Clare Waight Keller makes headlines after her appointment as Givenchy’s first ever female Creative Director. Fresh off her departure from Chloé, Keller follows in the footstep of highly-acclaimed Riccardo Tisci. Her appointment comes in the same week as the latest Guardian Weekly‘s new issue, titled “Why Fashion’s Future is Female”. The shift signifies a new era in fashion, following New York Times’ Vanessa Friedman’s critic of the lack of women in the fashion industry. It’s official, women are taking over high fashion.
Below, the 4 women that are set to shape the industry in the years to come.
Maria Grazia Chiuri of Dior
When Maria Grazia Chiuri was named Dior’s Creative Director in July 2016, she make history. Chiuri is the first woman at the helm in Dior’s 69 years of existence. Previously, she was best known for her ethereal designs at Valentino, alongside longtime creative partner Pierpaolo Piccioli. At Dior, Chiuri mixes the house’s iconic designs, namely the Bar jacket, with her signature romantic design and strong feminist vision. Her “All Women Should Be Feminists” t-shirt, inspired by Chimamanda Ngozi Adichie’s famous essay of the same title, creates social media frenzy.
Bouchra Jarrar of Lanvin
To replace Alber Elbaz, who was an applauded Creative Director at Lanvin for 14 years, would not be an easy task. After months of speculation, Lanvin announced Bouchra Jarrar, a rather obscure name for those whose fashion bible is Instagram. Although far from the spotlight, Jarrar packs a high-profile stints at Jean Paul Gaultier and Balenciaga. Also, her namesake line is an official member of Chambre Syndicale de la Haute Couture, making it entitled to use the often-misused term “haute couture”.
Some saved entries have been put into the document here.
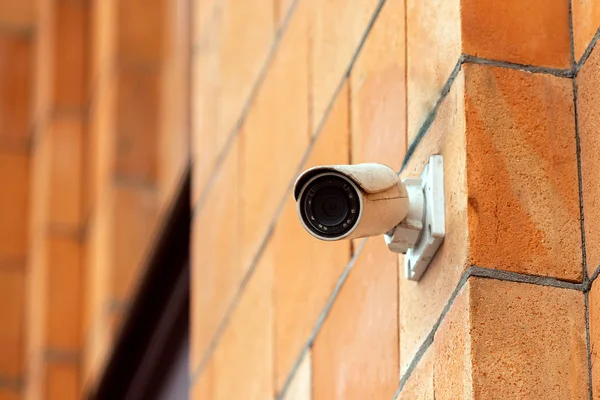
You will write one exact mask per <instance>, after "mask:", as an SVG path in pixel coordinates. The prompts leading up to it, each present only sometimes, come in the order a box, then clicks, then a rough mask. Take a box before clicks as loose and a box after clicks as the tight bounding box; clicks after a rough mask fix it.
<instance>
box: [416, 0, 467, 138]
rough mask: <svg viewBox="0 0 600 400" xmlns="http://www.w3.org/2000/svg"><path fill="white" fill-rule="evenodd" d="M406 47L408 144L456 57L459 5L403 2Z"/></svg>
mask: <svg viewBox="0 0 600 400" xmlns="http://www.w3.org/2000/svg"><path fill="white" fill-rule="evenodd" d="M406 47H407V53H406V54H407V60H406V62H407V67H406V68H407V110H408V111H407V114H408V115H407V134H408V142H409V143H410V142H412V140H413V139H414V137H415V136H416V134H417V132H418V131H419V129H420V128H421V126H422V125H423V123H424V122H425V119H426V117H427V115H428V114H429V113H430V112H431V111H432V109H433V106H434V105H435V103H436V102H437V100H438V99H439V98H440V94H441V91H442V87H443V86H444V84H445V83H446V81H447V80H448V78H449V76H450V73H451V72H452V69H453V68H454V66H455V65H456V63H457V62H458V58H459V57H460V54H461V32H460V1H459V0H436V1H422V0H406Z"/></svg>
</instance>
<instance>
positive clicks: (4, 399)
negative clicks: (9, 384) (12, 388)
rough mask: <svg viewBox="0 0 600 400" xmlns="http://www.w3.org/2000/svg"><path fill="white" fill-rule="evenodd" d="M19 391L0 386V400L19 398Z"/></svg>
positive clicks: (14, 399)
mask: <svg viewBox="0 0 600 400" xmlns="http://www.w3.org/2000/svg"><path fill="white" fill-rule="evenodd" d="M21 397H22V396H21V393H19V392H18V391H15V390H11V389H8V388H0V400H21Z"/></svg>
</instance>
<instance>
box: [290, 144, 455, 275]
mask: <svg viewBox="0 0 600 400" xmlns="http://www.w3.org/2000/svg"><path fill="white" fill-rule="evenodd" d="M443 196H444V189H443V162H442V156H439V155H434V156H431V157H430V159H429V163H428V164H427V165H426V167H425V169H424V170H423V173H422V174H421V177H419V178H406V179H403V180H401V179H400V178H399V177H398V175H397V174H396V172H395V171H394V170H393V169H391V168H390V167H388V166H386V165H383V164H375V163H367V164H356V165H325V166H318V167H313V168H310V169H308V170H306V171H304V172H303V173H302V174H301V175H300V176H299V177H298V179H297V180H296V183H295V184H294V199H295V200H296V205H297V210H298V216H299V217H300V222H301V223H302V226H303V227H304V228H305V229H306V230H307V231H308V232H309V233H310V234H311V235H312V236H314V237H316V238H317V239H321V240H326V241H333V240H340V239H355V238H361V237H368V236H378V235H382V234H383V235H384V238H385V241H386V243H387V245H388V248H389V249H390V250H392V251H394V252H397V253H404V254H406V257H405V269H406V275H407V277H408V278H409V279H413V280H419V278H420V277H421V275H422V274H423V272H424V271H425V268H426V267H427V265H428V264H429V262H430V261H431V259H432V258H433V255H434V254H435V252H436V251H437V249H438V247H439V245H440V244H441V242H442V240H443V238H444V235H445V227H444V197H443Z"/></svg>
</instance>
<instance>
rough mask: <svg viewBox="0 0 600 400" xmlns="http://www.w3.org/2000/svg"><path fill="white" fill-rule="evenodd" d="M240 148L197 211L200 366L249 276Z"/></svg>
mask: <svg viewBox="0 0 600 400" xmlns="http://www.w3.org/2000/svg"><path fill="white" fill-rule="evenodd" d="M238 154H239V146H238V145H237V144H236V145H234V146H233V148H232V151H231V153H229V157H228V158H227V159H226V160H225V161H224V164H223V168H222V169H221V171H220V173H219V175H218V176H217V181H216V185H215V186H214V187H213V190H212V191H211V196H209V197H208V199H207V200H206V203H205V204H204V206H203V207H202V209H201V210H198V211H197V214H196V215H195V217H194V220H193V225H192V242H191V247H190V251H191V255H192V263H191V275H192V287H202V288H203V289H202V290H192V294H191V305H192V309H193V310H194V312H192V314H191V332H192V337H193V338H194V340H192V344H191V365H192V368H194V367H195V366H196V365H198V363H199V362H200V359H201V357H202V356H203V354H204V352H205V351H206V349H207V348H208V345H209V343H210V341H211V339H212V337H213V335H214V334H215V332H216V330H217V327H218V325H219V323H220V322H221V320H222V318H223V316H224V315H225V311H226V310H227V308H228V307H229V304H230V303H231V301H232V299H233V296H234V294H235V291H236V290H237V289H238V287H239V283H240V282H241V281H242V278H243V270H242V268H241V265H240V257H239V246H241V242H242V241H241V238H240V235H233V234H232V232H239V231H240V226H241V221H240V218H241V215H240V212H239V209H240V199H239V196H240V195H239V182H240V181H239V164H238Z"/></svg>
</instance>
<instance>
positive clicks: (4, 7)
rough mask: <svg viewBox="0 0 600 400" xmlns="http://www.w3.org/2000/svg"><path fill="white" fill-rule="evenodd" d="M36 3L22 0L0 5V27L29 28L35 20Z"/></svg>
mask: <svg viewBox="0 0 600 400" xmlns="http://www.w3.org/2000/svg"><path fill="white" fill-rule="evenodd" d="M35 6H36V2H34V1H33V0H23V1H18V2H6V3H5V2H3V3H2V4H0V26H1V27H2V28H6V27H9V28H31V27H32V25H33V23H34V19H35Z"/></svg>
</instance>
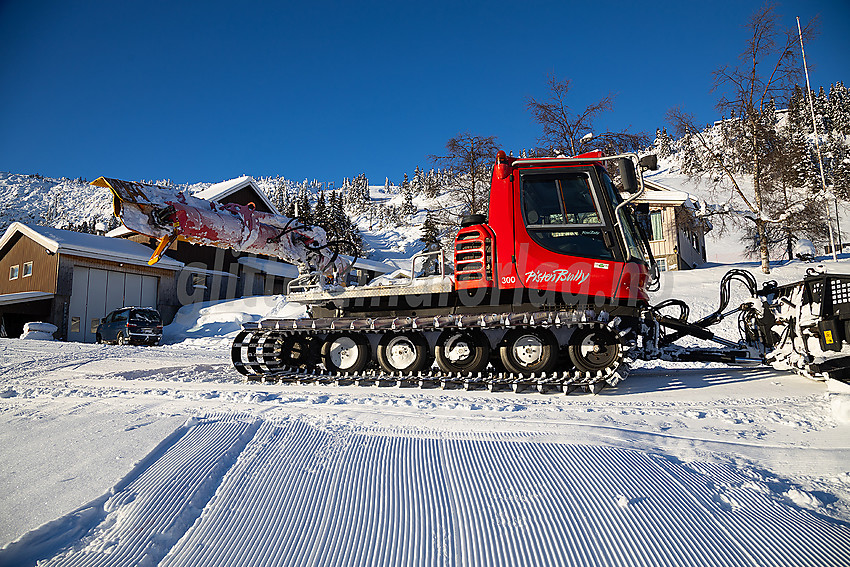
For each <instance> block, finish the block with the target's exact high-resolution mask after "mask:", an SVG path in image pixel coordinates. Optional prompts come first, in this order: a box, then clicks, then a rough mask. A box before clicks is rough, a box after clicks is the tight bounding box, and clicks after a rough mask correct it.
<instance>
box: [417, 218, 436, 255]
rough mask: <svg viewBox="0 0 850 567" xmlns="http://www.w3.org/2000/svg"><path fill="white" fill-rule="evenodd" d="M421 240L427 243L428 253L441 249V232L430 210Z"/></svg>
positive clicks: (425, 244)
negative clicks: (438, 228)
mask: <svg viewBox="0 0 850 567" xmlns="http://www.w3.org/2000/svg"><path fill="white" fill-rule="evenodd" d="M419 240H421V241H422V242H424V243H425V249H426V250H428V251H433V250H439V249H440V231H439V229H438V228H437V223H436V221H435V220H434V215H433V213H432V212H431V211H430V210H429V211H428V213H427V216H426V217H425V222H424V223H422V236H421V237H420V238H419Z"/></svg>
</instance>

Clare Waight Keller of Givenchy
Clare Waight Keller’s Givenchy appointment (on Instagram, no less), besides making her the first female Creative Director at the house, also marks LVMH’s second female director appointments in short succession (following Chiuri at Dior). Keller left her top position at Chloé on a high note, with her swan song being the fall 2017 collection, shown at Paris Fashion Week earlier this month. The show was attended by many strong female personalities, including Isabelle Huppert and Solange Knowles.
Natacha Ramsay-Levi at Chloè
When Natacha Ramsay-Levi was named successor to Keller at Chloé in January, there was no surprise of her being a woman. The French brand is ahead of the curve in terms of female at the helm, including Stella McCartney and Phoebe Philo. Previously, she was Design Director at Louis Vuitton, working closely with Nicolas Ghesquière. She was also Ghesquière’s creative partner at Balenciaga.